PHP网站调试

时间:2016-01-26 07:24:25

标签: php syntax syntax-error

我有一个问题, 什么时候不能运行这个程序, 它显示

  

解析错误:语法错误,意外的'用户名'(T_STRING)   第9行的C:\ xampp \ htdocs \ fypp \ index.php

<?php
    session_start();
    if (isset($_POST['bttLogin'])){
        require 'connect.php';
        $username = $_POST['username'];
        $password = $_POST['password'];
        $result = mysquli_query($con, 'select * from account where username="'.$username.'" and password="'.$password.'")
        if(mysqli_num_rows($result)==1) {
            $_SESSION['username'] = $username;
            header("Location: welcome.php");
        }
        else
            echo "account is invalid";
    }
    ?>
    <form method="post">
    <table cellpadding="2" cellspacing="2" border="1">
        <tr>
            <td>Username</td>
            <td><input type="text" name="username"></td>
        </tr>
        <tr>
            <td>Password</td>
            <td><input type="password"" name="password"></td>
        </tr>
        <tr>
            <td>&nbsp;</td>
            <td><input type="submit" name="bttLogin" value="Login"></td>
        </tr>

感谢您的回答:)

2 个答案:

答案 0 :(得分:0)

首先,正确粘贴代码......最后您遗漏了</table></form> ...

其次,你错过了一行中的简单撇号和分号

$result = mysquli_query($con, 'select * from account where username="'.$username.'" and password="'.$password.'")

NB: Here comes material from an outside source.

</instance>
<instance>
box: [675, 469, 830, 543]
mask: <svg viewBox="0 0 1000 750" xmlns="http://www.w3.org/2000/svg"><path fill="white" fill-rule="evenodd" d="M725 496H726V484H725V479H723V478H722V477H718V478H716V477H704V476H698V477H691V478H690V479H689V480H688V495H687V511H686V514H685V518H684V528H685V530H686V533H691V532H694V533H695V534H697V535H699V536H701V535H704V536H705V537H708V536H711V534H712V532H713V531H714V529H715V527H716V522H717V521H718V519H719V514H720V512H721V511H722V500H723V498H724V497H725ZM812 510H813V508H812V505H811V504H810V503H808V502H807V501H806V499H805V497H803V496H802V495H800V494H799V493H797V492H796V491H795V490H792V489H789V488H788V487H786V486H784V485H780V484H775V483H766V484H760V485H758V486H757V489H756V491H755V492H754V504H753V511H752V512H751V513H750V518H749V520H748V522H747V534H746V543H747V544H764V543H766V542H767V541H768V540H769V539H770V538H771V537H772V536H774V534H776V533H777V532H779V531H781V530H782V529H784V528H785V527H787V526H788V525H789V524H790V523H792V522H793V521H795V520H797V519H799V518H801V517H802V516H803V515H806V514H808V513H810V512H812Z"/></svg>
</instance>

此外,您应该使用mysqli_query代替mysqlui_query ...错字!

您的代码应如下所示:

<?php
session_start();
if (isset($_POST['bttLogin'])){
    require 'connect.php';
    $username = $_POST['username'];
    $password = $_POST['password'];
    $result = mysqli_query($con, 'select * from account where username="'.$username.'" and password="'.$password.'"');
    if(mysqli_num_rows($result)==1) {
        $_SESSION['username'] = $username;
        header("Location: welcome.php");
    }
    else
        echo "account is invalid";
}
?>

<form method="post">
<table cellpadding="2" cellspacing="2" border="1">
    <tr>
        <td>Username</td>
        <td><input type="text" name="username"></td>
    </tr>
    <tr>
        <td>Password</td>
        <td><input type="password"" name="password"></td>
    </tr>
    <tr>
        <td>&nbsp;</td>
        <td><input type="submit" name="bttLogin" value="Login"></td>
    </tr>
</table>
</form>

答案 1 :(得分:0)

mysquli_query更改为mysqli_query,因为它不是有效的扩展程序,而且我认为它的拼写错误。

修改后的查询:

$result = mysqli_query($con, "SELECT * FROM account 
                          WHERE username='" . $username . "' 
                          AND password ='". $password ."'");

另请注意,您错过了同一行的半冒号(;)终止。